Christine Barney|Oct 5, 2011

I do not own an iPhone or a Mac and I staunchly stand by my Blackberry and PC.  My iPod with its measly 88 songs is all but permanently attached to its Bose sound dock and is used solely for my 10 minutes of exercise each morning.

Yet, when I read that Steve Jobs had died, I felt a profound sense of loss and shock that someone who had changed our world had not only died, but died too young.

I can’t begin to describe what Jobs did for technology, music and movies. Others will say it better.  In fact, by 8:10 pm tributes were piling up online and #ThankYouSteve was trending on Twitter.   It was important that I mark this event with more than a tweet when I saw the reaction in my own family.

My 14-year old daughter was using the computer when the obituary popped up and I heard her yell, “OMG!”

My six-year old son and I ran to where she was doing her homework and it was he who after seeing the news said, “wow, better tell dad.”   Even at such a tender age he knows Steve Jobs because he has an iPhone (Dad’s old 3GS), an iPad and is a Pixar movie lover. So there the four of us stood reading the LA Times obituary, and watching the Google search begin to fill up with statements from all over the world.

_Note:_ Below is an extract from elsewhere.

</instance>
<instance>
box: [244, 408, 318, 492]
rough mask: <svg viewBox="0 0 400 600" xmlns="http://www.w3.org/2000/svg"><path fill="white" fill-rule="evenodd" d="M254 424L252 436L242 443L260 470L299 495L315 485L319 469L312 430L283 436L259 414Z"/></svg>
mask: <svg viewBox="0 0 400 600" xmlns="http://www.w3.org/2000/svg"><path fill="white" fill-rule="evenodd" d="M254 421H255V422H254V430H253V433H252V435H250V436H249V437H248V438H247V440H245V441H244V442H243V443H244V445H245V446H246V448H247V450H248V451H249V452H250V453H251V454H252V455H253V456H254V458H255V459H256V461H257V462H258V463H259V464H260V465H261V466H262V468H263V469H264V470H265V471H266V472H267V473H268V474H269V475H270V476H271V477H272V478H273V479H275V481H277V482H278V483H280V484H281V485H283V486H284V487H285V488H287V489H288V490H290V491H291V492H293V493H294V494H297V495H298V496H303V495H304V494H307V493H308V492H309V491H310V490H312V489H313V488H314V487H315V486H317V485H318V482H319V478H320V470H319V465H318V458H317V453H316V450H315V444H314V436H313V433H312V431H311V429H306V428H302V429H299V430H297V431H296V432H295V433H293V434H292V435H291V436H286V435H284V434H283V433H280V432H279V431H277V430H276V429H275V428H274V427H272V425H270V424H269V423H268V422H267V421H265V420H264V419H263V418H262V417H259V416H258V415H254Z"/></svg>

Over 30 years, Jobs was a singular force in changing the way we see, hear and touch the world at work, at home and on the go.  It is said he will be remembered on par with Thomas Edison. I see his imprint on my children as they expect technology to be not only available but beautiful. While much has changed, we are still only at the beginning of an evolution in the way we consume and access information that especially inspires and excites those of us in the communication field.

The rbb Public Relations email grapevine is already buzzing and I’m sure tomorrow our Digital Park folks will have their own, more detailed analysis of what Steve Jobs meant for communicators, but tonight I’m just a consumer, amazed by what one person achieved in such a short time without compromising his principles.  And I’m astounded by how he did it all while facing personal and physical battles that few would have faced with such fortitude and courage.

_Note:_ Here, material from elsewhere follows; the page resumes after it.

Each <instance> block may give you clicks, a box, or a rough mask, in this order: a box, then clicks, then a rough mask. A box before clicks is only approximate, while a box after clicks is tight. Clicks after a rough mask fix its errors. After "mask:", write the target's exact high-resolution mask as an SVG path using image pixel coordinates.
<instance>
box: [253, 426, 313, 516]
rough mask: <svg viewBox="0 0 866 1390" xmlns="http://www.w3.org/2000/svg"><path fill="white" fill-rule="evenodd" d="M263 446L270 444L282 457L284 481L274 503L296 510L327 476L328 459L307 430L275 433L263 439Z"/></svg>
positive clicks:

As I watched the tributes go by, I noticed a quote Jobs gave to the Wall Street Journal on May 25, 1993, he said, “Being the richest man in the cemetery doesn’t matter to me. Going to bed at night saying we’ve done something wonderful… that’s what matters to me.”

I think Jobs got his wish to be known for what matters as many of us will go to bed tonight remarking on all the wonderful things he did.